Proses berpikir ini juga memerlukan motivasi yang kuat agar pembelajar tetap konsisten untuk mencapai tujuannya. Untuk itu diperlukan konsentrasi agar setiap masalah yang ada dapat dianalisis secara rinci. Proses berpikir ini juga menimbulkan reaksi baik menerima atau menolak sesuatu. Reaksi pembelajar terhadap yang dipelajarinya akan menimbulkan rangkaian pemikiran-pemikiran yang logis sehingga sebuah konsep dapat diterima atau tidak. Pembelajar juga perlu mengorganisasi kerangka berpikirnya agar dapat memaparkan hasil proses berpikirnya secara runtut dan mudah dipahami. Pengorganisasian kerangka berpikir ini dapat memberikan pemahaman kepada seseorang terhadap apa yang dipelajarinya berdasarkan faktor-faktor yang memengaruhinya sehingga seorang pembelajar dapat mengambil simpulan dari proses berpikirnya. Simpulan ini tidak hanya dibiarkan saja menjadi sebuah konsep, namun perlu dilakukan pengulangan sehingga pemikiran-pemikiran itu semakin mengakar dalam ingatan pembelajar yang pada akhirnya melahirkan sebuah pengetahuan baru bagi pembelajar. Pengetahuan baru ini akan dikombinasikan dengan pengetahuan-pengetahuan yang sudah ada untuk melakukan sebuah perubahan. Perubahan ini dapat dilakukan dari segi perubahan perilaku dan perubahan keilmuan. Seorang yang bertambah ilmunya diharapkan mampu mengubah kualitas dirinya dari segi perilaku dan kualitar dari segi keilmuan yang pada akhirnya setiap pembelajar bisa menjadi agen perubahan untuk membentuk sebuah tatanan yang lebih baik.

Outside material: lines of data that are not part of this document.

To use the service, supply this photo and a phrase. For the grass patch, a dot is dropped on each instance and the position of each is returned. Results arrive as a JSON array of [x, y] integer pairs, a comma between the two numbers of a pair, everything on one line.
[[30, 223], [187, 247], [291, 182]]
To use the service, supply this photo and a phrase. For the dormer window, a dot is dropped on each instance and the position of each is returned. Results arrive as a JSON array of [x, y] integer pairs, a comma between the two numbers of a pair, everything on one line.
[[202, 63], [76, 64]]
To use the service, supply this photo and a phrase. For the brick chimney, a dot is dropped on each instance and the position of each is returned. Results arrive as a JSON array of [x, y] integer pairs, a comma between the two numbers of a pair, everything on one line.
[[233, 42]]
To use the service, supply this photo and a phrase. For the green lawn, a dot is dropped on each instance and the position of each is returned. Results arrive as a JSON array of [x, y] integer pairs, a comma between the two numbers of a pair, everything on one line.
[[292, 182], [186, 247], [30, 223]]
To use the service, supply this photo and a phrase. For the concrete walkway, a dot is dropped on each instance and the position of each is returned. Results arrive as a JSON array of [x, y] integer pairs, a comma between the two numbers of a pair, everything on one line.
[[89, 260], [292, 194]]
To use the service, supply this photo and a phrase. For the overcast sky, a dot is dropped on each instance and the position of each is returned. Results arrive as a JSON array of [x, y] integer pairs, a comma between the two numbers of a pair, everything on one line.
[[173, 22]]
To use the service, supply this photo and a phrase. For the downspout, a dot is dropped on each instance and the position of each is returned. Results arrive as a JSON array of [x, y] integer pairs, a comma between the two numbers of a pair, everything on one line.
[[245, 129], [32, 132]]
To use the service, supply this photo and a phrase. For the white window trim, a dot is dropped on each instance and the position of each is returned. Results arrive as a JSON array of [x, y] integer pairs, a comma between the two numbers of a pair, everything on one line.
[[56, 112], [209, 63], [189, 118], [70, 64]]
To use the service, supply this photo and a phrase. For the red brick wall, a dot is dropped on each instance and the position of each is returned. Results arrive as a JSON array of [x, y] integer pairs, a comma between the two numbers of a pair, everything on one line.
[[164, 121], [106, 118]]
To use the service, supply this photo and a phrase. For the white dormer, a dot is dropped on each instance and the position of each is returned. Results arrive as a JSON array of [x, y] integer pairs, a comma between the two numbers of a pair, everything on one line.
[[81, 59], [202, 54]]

C. Perbedaan Pembelajaran Bahasa dan Pemerolehan Bahasa
Pemerolehan dan pembelajaran bahasa merupakan cara untuk mendapatkan bahasa. Secara definisi, kedua istilah ini mengandung perbedaan. Pemerolehan bahasa adalah proses mendapatkan bahasa yang terjadi secara alamiah, memungut begitu saja dari lingkungannya dengan meniru, tidak terencana, dan memerlukan waktu yang lama dalam menguasainya. Pembelajaran bahasa adalah proses mendapatkan bahasa yang dilakukan dengan penuh kesadaran, biasanya dalam situasi formal ada yang mengajarkan yang bertujuan untuk mendapatkan pengetahuan bahasa, baik bersifat pernyataan maupun prosedur bahasa.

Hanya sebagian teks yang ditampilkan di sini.